Мы с ней часами бродили по улочкам, разговаривали о таинственном, непонятном. Кто направляет мои сны, мои мечты и мысли, спрашивал я. Тогда-то и прозвучали слова: Бог, ангел, святые. Крестная водила меня в церковь, объясняла, что там происходит и зачем. Учила меня коротеньким молитвам, объясняя, что сила молитвы не в многословии, а в искренности и постоянстве. Эти драгоценные минуты сокровенного познания никто, кроме крестной мне сообщить не мог. Мне бы впитывать их, врастать в невидимые сущности, но увы, под напором яркой занимательной суеты, они подобно живой воде в песок пустыни протекали вглубь, испарялись, таяли. Но слава Богу «нет ничего тайного, что не сделалось бы явным, ни сокровенного, что не сделалось бы известным и не обнаружилось бы (Лк. 8:16-21)» Пришло время, созрел для понимания и осознания, и вот я уже вспомнил, верней – вспоминаю.

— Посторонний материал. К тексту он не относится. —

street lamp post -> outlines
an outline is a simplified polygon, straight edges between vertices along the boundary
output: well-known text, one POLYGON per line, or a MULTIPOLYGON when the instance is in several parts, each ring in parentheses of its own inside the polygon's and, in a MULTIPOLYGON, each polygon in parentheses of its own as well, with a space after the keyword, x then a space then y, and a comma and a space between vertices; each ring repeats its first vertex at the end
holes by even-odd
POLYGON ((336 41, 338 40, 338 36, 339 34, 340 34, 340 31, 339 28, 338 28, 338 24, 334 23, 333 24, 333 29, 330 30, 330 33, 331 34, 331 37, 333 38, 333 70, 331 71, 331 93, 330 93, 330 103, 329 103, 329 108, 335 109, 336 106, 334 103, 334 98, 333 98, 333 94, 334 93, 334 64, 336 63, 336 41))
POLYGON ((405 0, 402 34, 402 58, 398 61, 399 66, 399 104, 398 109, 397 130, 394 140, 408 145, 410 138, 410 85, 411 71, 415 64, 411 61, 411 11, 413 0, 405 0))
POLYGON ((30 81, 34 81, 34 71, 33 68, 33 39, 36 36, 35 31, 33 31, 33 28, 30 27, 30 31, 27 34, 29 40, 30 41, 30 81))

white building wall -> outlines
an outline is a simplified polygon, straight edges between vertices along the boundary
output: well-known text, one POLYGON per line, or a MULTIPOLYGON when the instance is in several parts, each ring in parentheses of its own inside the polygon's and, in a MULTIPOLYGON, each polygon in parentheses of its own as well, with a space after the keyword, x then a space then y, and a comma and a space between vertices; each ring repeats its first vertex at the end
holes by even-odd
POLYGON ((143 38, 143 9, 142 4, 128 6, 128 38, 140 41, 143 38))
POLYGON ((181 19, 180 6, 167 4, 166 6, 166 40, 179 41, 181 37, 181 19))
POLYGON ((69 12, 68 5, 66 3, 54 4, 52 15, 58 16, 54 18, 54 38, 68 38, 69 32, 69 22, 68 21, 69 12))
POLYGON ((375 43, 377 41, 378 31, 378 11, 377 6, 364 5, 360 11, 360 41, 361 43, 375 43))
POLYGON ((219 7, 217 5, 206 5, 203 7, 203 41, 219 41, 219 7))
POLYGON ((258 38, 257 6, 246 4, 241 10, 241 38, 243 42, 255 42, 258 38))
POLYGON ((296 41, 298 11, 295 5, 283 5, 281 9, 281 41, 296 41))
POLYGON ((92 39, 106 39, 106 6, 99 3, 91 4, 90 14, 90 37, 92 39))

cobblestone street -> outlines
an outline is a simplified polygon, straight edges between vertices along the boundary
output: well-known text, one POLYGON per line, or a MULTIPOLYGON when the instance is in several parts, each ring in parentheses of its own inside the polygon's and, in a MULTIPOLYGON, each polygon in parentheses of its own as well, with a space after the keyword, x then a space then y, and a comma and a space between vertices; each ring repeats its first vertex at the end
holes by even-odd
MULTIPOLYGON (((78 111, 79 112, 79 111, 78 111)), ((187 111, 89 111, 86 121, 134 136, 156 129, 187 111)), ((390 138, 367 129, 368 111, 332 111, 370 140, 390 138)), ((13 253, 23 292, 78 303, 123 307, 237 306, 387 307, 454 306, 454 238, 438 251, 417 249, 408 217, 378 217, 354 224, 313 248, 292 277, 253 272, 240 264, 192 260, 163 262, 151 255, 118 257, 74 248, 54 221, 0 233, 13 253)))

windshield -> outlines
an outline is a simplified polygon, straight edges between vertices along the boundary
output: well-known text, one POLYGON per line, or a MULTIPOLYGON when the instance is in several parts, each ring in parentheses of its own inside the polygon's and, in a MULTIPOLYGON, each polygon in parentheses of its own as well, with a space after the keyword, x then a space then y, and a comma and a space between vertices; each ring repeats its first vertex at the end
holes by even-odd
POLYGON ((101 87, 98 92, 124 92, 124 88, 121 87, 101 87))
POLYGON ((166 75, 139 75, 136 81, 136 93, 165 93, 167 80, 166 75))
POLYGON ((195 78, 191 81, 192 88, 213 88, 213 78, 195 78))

На короткое время я выполз на берег обыденной реальности, огляделся, прислушался к звукам внешнего мира, и вот, что выяснил. Во-первых, меня все-таки подстрелили. Поделом — нечего впадать в обольщение мнимой тотальной защищенности. В нашей борьбе, в которой цена — не гибель тела, а посмертная участь вечной души — в этой беспощадной войне, расслабляться нельзя ни на миг. Приостановить молитву — как опустить щит, отложив оружие в сторону, под непрестанным перекрестным огнем противника. А когда наставники утверждают, что от твоей боеготовности зависит жизнь сотен лучших людей, это напрягает весь арсенал твоих волевых возможностей, и тут уж себя не жалей, а поднимайся и — в атаку на врага, мощного, подлого, безжалостного, вероломного.
Во-вторых, как утверждал полковник спецназа Громов, любовь ослабляет некоторые специфические возможности психики, именуемые пси-фактором. А это в свою очередь требует подключения всевозможных резервов, посылаемых на помощь немощному человечку Всемогущим и Всеведущим. То есть, опять же — смиренная, неразрывная молитва о помощи. Что еще удалось выяснить «на берегу» внешнего сознания? Пока не вернулся в очищающий поток внутреннего течения боли и выживания.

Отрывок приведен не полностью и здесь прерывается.